For further info please see: http://archive.ics.uci.edu/ml/datasets/Human+Activity+Recognition+Using+Smartphones

tidy1.csv consists of the following variables:

  1. subject denotes the subject number performing an activity. In total there are 30 subjects.
  2. activity shows the activity performed by the subject. There are six activites:
  • WALKING
  • WALKING_UPSTAIRS
  • WALKING_DOWNSTAIRS
  • SITTING
  • STANDING
  • LAYING

From the original 561 features only features of the mean and the standard deviations were selected. There were 79 features left. Variables of the activity and the subjectID were added, making a total of 81 columns.

Original feature names were changed to make the more readable.

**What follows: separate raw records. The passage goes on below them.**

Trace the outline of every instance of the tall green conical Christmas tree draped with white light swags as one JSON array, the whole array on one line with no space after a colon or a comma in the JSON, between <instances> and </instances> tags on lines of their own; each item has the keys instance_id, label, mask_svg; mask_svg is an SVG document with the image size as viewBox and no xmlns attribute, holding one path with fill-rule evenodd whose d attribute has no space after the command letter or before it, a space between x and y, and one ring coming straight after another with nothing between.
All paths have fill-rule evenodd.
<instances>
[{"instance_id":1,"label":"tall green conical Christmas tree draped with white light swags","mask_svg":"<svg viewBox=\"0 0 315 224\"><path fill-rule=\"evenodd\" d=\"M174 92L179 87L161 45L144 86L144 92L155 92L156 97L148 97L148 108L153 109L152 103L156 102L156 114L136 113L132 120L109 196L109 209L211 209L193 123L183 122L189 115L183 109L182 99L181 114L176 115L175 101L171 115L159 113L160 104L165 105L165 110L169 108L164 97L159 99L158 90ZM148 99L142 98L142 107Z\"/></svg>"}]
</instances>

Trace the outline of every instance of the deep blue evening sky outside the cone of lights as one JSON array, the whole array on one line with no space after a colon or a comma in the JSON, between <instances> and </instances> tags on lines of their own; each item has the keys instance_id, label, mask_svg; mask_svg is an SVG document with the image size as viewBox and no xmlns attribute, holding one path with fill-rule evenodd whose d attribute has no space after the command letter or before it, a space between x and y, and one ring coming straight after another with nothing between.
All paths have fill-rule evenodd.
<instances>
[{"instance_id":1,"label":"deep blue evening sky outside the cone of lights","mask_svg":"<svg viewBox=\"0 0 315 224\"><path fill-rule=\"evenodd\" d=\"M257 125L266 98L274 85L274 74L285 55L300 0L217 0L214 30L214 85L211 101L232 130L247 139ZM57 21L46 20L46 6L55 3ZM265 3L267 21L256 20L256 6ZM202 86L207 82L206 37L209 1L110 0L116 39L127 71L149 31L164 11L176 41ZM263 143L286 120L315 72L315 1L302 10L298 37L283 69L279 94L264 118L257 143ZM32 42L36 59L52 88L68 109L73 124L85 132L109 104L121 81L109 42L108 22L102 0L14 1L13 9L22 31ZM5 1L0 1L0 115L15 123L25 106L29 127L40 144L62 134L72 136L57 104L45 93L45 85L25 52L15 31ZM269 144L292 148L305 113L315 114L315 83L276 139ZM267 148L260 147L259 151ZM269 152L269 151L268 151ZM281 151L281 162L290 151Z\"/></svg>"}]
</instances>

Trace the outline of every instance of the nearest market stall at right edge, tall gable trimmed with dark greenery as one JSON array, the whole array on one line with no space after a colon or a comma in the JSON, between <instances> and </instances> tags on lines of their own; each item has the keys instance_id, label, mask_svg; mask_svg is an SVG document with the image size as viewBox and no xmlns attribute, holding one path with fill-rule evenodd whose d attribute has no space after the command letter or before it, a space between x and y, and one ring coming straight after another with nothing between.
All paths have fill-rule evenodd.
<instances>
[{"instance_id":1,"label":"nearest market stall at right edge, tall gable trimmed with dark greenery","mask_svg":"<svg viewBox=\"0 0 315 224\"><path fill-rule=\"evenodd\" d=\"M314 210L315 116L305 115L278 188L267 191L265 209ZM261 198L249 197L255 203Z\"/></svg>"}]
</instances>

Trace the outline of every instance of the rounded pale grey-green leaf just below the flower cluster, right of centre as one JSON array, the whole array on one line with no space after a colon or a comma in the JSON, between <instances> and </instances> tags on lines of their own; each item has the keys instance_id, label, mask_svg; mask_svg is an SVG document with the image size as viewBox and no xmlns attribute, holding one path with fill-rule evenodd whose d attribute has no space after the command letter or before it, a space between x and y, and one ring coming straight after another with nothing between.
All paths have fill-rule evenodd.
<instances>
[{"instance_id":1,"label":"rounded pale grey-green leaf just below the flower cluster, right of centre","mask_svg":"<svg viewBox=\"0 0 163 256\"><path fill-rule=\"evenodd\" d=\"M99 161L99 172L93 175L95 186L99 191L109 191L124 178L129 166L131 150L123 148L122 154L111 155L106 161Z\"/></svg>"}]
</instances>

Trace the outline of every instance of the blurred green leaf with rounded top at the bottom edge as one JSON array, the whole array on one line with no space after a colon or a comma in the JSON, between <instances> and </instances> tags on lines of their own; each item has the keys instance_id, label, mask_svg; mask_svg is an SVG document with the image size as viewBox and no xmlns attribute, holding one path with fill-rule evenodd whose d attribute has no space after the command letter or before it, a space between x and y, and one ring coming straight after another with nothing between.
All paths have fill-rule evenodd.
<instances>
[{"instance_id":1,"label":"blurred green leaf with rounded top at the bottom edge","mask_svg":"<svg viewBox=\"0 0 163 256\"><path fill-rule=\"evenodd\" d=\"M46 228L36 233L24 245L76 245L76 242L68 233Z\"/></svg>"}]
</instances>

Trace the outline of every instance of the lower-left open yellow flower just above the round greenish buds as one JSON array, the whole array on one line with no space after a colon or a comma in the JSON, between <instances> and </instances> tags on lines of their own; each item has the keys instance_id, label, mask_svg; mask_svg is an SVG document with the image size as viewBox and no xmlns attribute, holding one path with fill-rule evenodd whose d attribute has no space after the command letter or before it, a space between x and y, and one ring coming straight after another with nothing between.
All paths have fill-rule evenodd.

  • The prefix t for "time" was changed into time.
  • The prefix f was changed into freq.
  • BodyBody has been replaced by Body
  • "mean" and "std" were changed to capital letters to make reading easier.

Full information on the original features can be found in the original dataset, filename: "features_info.txt".

Data set tidy2.csv

The observations from tidy1.csv were grouped by subject and activity and then aggregated using the mean function. With 30 subjects and 6 activities we get 180 aggregated observations, described by 81 columns (subject, activity and 79 features of mean and standard deviation).